Superannuation Guarantee Increase to 10%
Starting on 1 July 2021, employers will now have to contribute 10% of an employee’s income to their nominated super fund or retirement savings account. This is an increase of 0.5% over the current 9.5% contribution.
The employer Super Guarantee amount will increase by 0.5% each year until it reaches 12% in 2025.
Superannuation accounts will follow you between jobs
Under the current system, employees were able to choose to nominate a super fund for their employer or have their superannuation sent to the default fund of choice by their employer. This has led to a fragmentation of superannuation savings for many Australians.
Under the changes proposed by the government, superannuation will be consolidated by requiring employers to obtain existing super fund information of employees from the ATO or via the Standard Choice Form. Only after these two methods fail to provide super fund information, can an employer nominate a default fund.

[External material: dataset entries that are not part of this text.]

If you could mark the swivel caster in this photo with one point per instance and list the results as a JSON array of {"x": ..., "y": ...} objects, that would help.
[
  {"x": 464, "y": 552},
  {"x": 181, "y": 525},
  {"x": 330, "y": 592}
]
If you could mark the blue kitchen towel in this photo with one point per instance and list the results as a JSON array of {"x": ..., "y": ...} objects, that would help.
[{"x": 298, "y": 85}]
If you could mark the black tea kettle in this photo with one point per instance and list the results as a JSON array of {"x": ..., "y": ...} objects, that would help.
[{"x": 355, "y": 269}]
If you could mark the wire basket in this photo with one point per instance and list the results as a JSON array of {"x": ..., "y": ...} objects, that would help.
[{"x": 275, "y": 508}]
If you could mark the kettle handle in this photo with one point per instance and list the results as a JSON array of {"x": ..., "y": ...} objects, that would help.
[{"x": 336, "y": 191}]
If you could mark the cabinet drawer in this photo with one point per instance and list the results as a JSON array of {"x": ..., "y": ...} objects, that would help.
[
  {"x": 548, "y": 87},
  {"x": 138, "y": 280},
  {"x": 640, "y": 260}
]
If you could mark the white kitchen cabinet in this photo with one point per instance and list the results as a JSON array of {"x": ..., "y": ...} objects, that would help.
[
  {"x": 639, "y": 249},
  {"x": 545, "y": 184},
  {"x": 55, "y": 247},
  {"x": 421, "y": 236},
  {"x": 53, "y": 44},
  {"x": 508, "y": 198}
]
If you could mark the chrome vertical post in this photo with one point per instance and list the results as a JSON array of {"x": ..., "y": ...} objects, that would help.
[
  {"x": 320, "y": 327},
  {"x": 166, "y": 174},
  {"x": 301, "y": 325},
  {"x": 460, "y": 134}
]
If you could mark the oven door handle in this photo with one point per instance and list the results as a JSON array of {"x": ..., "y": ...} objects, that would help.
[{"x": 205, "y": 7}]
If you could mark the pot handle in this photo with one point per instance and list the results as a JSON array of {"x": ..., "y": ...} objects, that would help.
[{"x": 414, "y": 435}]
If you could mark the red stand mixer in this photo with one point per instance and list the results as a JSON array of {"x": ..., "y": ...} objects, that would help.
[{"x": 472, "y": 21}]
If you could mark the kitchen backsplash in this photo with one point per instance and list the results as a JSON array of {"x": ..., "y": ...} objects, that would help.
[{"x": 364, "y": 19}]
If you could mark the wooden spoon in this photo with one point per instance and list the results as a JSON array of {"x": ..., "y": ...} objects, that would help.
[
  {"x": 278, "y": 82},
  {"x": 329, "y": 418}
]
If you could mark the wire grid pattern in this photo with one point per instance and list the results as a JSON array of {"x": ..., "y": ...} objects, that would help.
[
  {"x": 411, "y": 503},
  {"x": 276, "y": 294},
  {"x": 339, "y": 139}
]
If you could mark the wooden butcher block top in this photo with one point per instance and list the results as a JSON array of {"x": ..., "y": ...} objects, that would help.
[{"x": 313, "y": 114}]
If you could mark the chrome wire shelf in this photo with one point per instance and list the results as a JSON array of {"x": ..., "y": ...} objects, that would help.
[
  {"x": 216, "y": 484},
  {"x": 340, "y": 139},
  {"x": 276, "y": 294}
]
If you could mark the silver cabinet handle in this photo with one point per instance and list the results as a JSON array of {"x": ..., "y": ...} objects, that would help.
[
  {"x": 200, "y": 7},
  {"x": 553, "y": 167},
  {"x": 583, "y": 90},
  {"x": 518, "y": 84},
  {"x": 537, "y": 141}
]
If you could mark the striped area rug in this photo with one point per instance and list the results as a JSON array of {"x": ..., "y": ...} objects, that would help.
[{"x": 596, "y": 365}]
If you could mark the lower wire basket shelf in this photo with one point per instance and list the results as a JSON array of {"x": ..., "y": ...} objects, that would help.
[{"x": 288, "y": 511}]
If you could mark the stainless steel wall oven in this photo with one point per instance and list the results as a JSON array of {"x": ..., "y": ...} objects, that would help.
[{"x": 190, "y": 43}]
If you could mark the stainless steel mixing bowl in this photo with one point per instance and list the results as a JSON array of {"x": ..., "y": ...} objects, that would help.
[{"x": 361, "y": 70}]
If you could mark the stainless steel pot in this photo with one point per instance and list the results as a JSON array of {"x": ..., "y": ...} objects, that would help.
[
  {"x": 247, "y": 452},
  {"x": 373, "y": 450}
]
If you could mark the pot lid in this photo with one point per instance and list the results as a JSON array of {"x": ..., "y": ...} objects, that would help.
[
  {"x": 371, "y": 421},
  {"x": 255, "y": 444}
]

Once legislated, these changes would come into effect from 1 July 2022.
Changes to voluntary super contributions
From 1 July 2021, the rates for super contributions are increasing.
The cap on Concessional (before-tax) contributions will increase from $25,000 to $27,500.
Non-concessional (after-tax) contributions can now be made up to $110,000 (up from $100,000)
General transfer balance cup has been increased from $1.6 to $1.7 million.
Removal of the $450/month minimum requirement for Super Guarantee
In a move to remove inequality in the superannuation system, the government has eliminated the minimum requirements for super guarantee. Low-income earners earning less than $450 a month will be able to claim their 10% superannuation guarantee.
These changes will come into effect from 1 July 2022.